Project Level Taxonomies

Model transformations play a fundamental role in Model-Driven Engineering as they are used to manipulate models and to transform them between source and target metamodels. However, model transformation programs lack significant support to maintain good quality which is in contrast to established programming paradigms such as object-oriented programming. In order to improve the quality of model transformations, the majority of existing studies suggest manual support for the developers to execute a number of refactoring types on model transformation programs.

What is the use of defect taxonomies

Andre et al. have expanded the UPT to include other usability engineering support methods and tools.
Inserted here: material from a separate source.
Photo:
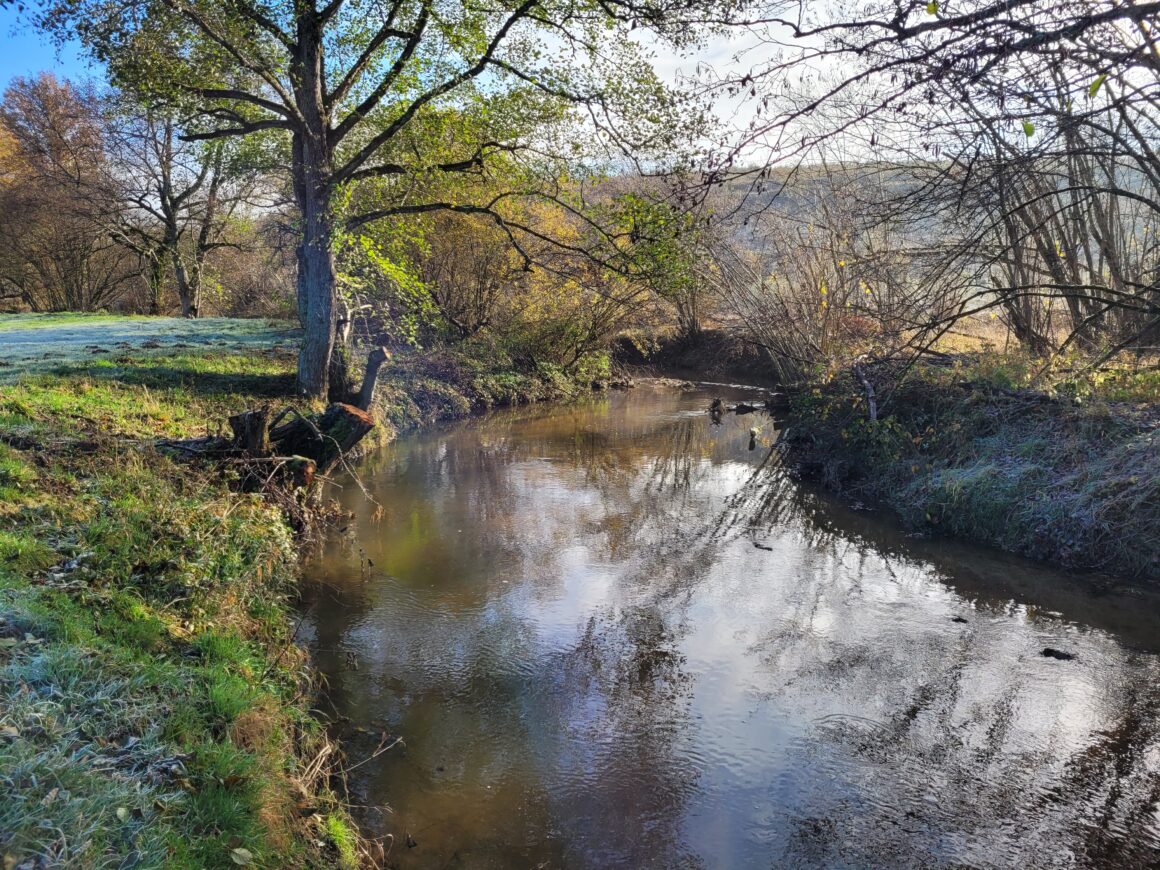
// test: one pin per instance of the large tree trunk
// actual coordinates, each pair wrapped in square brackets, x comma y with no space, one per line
[312,166]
By adapting and extending Norman’s theory of action model, they developed Usability Action Framework that used different interaction styles. For example, the high-level planning and translation phase contains all cognitive actions for users to understand the user work goals, task and intentions, and how to perform them with physical actions. The physical action phase is about executing tasks by manipulating user interface objects, while the assessment phase includes user feedback and the user’s ability to assess the effectiveness of physical actions outcome.
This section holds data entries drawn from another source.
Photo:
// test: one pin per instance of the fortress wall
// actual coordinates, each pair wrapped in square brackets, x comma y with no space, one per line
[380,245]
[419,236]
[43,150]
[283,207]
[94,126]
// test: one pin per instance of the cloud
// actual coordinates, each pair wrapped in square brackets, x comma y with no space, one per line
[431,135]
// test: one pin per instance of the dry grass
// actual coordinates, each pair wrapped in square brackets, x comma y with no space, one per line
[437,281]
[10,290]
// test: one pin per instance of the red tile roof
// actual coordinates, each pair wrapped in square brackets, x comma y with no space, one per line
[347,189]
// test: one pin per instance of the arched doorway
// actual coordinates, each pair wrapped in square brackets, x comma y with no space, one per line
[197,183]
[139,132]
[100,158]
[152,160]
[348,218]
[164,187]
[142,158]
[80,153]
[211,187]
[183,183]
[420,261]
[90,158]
Classification and prioritization of usability problems using an augmented classification scheme

One of the most prominent approaches is the adoption of a cause-effect model. In Pre-CUP, usability evaluators use nine attributes to describe usability defects in detail. Once the usability defects have been fixed, the developers record four attributes in Post-CUP. For example, technical information about defect removal activity, failure qualifier, expected phase, and frequency are difficult to obtain, especially for those who have limited usability-technical knowledge. In Section 2, we describe an overview of usability defect classification schemes from the usability and software engineering disciplines.
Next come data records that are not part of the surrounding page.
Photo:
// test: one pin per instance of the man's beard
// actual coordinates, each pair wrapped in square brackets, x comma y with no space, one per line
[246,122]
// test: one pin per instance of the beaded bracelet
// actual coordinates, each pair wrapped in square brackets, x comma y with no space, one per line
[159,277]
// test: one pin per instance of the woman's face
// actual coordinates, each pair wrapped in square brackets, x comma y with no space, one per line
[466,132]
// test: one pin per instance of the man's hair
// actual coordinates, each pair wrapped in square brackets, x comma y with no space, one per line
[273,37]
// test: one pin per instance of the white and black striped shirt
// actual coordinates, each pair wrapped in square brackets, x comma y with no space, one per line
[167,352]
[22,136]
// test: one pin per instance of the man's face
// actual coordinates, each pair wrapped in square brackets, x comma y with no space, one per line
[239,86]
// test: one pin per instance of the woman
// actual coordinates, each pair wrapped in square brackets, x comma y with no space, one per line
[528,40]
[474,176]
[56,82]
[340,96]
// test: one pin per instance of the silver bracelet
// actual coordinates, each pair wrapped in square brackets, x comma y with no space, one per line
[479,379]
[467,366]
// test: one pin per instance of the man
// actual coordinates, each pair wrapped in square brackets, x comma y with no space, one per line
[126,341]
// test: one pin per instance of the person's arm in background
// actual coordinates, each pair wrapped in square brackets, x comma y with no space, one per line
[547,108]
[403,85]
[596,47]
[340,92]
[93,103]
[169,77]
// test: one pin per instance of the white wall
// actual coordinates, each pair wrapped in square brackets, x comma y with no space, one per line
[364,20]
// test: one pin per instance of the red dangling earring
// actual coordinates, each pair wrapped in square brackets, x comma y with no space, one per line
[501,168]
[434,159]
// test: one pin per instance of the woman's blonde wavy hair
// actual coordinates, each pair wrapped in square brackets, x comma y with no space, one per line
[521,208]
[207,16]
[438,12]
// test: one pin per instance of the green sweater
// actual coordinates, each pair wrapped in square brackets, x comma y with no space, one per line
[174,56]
What is the use of defect taxonomies

Usability engineering needs to make it feasible to be used in open source software development. The use of the taxonomy has been validated on five real cases of usability defects. However, evaluation results using the OSUDC were only moderately successful. Several other related work support usability-related issues by focusing on GUI defects and functionality. Khajouei et al. argued that the lack of information on the effects of usability defects in UAF will cause a long discussion to convince developers of the validity of the usability defects.

Defect taxonomy

A defect taxonomy is a method of gathering indications of problem areas. Covering array generation is the core task of Combinatorial interaction testing , which is widely used to discover interaction faults in https://www.globalcloudteam.com/ real-world systems. Considering the universality, constrained covering array generation is more in line with the characteristics of applications, and has attracted a lot of researches in the past few years.

But, if a user experiences the slowness of retrieving the search results and is frustrated by a delay, in addition to performance it also affects usability. Just as in other disciplines like biology, psychology, and medicine, there is no one, single, right way to categorize, there is no one right software defect taxonomy. What matters is that we are collecting, analyzing, and categorizing our past experience and feeding it forward to improve our ability to detect defects. Taxonomies are merely models and, as George Box, the famous statistician, reminds us, “All models are wrong; some models are useful.” Now that we have examined a number of different defect taxonomies, the question arises—which is the correct one for you? The taxonomy that is most useful is your taxonomy, the one you create from your experience within your organization.

Improvement of Open Source Software Usability: an Empirical Evaluation from Developers’ Perspective

At the same time, we also used the card-sorting technique to group defects that could not be classified using UPT. We looked for commonalities and similarities to further group the defects within each category as well as across categories. The book Testing Computer Software contains a detailed taxonomy consisting of over 400 types of defects.